• John Branch’s Bold and Hopeful The Last Cowboys

    It was branding day for the Wrights. While most of the family pitched in — tagging, branding, inoculating and castrating the calves — the youngest kids played around the camp. One minute, three-year-old Cruz was on top of a yellow pony, and the next, he had landed face-first on the ground. It was a serious injury: the boy was airlifted to Salt Lake City, put into an induced coma and placed on a breathing machine, and taken into surgery.

    When Cruz finally came home from the hospital, writes John Branch, he was “as feisty and fearless as ever.” And within a week — with some help from his dad — he was back on the pony.

    In The Last Cowboys: A Pioneer Family in the New West, Branch introduces us to the Wrights — Mormon cattle ranchers with a formidable talent for bronc riding. Their tale is gripping and original. But it’s the character of this family — their grit, their remarkable work ethic, and their way of nurturing the next generation — that will persist in a reader’s mind.

    Branch, a Pulitzer Prize-winning reporter with the New York Times, spent more than three years getting to know this unusual clan. The result is a work that’s rich in detail and which consistently rings true. And he writes in a fashion that’s not dissimilar from how these cowboys live: clearly, boldly, and unambiguously, the sharp edges softened with understated humor and pithy observations.

    Bill Wright is the fifth generation in his family to run cattle on the arid Smith Mesa, just outside of Utah’s Zion National Park. He takes his job as head rancher seriously — sleeping for much of the year in an old camper, so as to keep a close eye on the animals, and starting the day with nothing but a hardboiled egg, speared from a jar of vinegar and hot sauce. He and his wife, Evelyn, have 13 children and 30-some grandchildren. Twice a year, he gathers them all together: once for Christmas, and once again for branding day.

    As the book opens, Bill worries that ranching may not continue to sustain his family. A persistent drought is taking a toll on the cattle, and there’s increasing competition over grazing lands. Perhaps, he muses, the family’s future lies in rodeo.

    In vivid, earthy detail, Branch describes how the tight-knit Wright boys — under the guidance of Bill’s oldest son, Cody — travel the West, competing in one event after the next. Because of the family’s unusual size (Bill and Evelyn’s children span 23 years), Cody’s own sons are roughly the same age as his younger brothers. The young men — each depicted with humor and nuance — coach one another, tape up each other’s injuries, and occasionally pay each other’s expenses. Collectively, they maintain notebooks with comments on all the broncs they’ve ever ridden; if someone’s been assigned an unfamiliar horse, he’ll at least have some idea of what to expect during the ride.

    Some of the story’s most memorable scenes take place not during momentous occasions, but in quiet, out-of-the-way places. Each night at the rodeo, before their event begins, the riders gather in the locker room, “mindlessly putting baby powder on their saddle straps or taking a steel brush to the worn, slick inner thighs of their leather chaps,” and changing into their riding jeans — “dingier Wranglers carrying the dirt of a hundred rodeos.” The tension is palpable: one of the cowboys “casually gouge[s] chunks of dried dirt from the heel of his boots with a knife,” while Cody’s youngest son, Spencer, disappears into the bathroom and pukes up his dinner.

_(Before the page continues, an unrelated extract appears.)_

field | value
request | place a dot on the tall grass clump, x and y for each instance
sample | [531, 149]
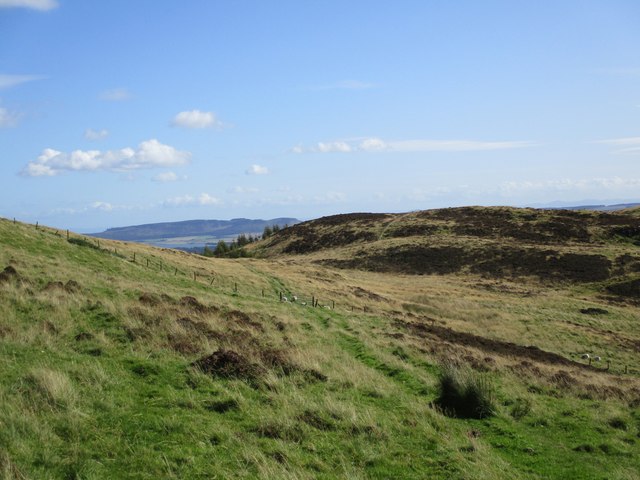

    Branch captures not just the thrill of bronc riding, but its absolute unpredictability. “Rodeo could be passed down, like a family tradition, like land and manners, but it could spit you out, too, without warning,” he writes.

    One could argue that our own era — absent the bucking broncs and broken bones — seems fraught with a similar volatility and chaos. One can’t help but notice, for example, the number of athletes, celebrities, and politicians who rise and fall with meteoric speed. The Wrights, by contrast, are singularly steadfast: tough, persistent, and quietly loyal to one another. Somehow, even as the West changes around them, they fashion a hopeful future for themselves. Branch has given us a real-life story that’s not only compelling, but oddly reassuring.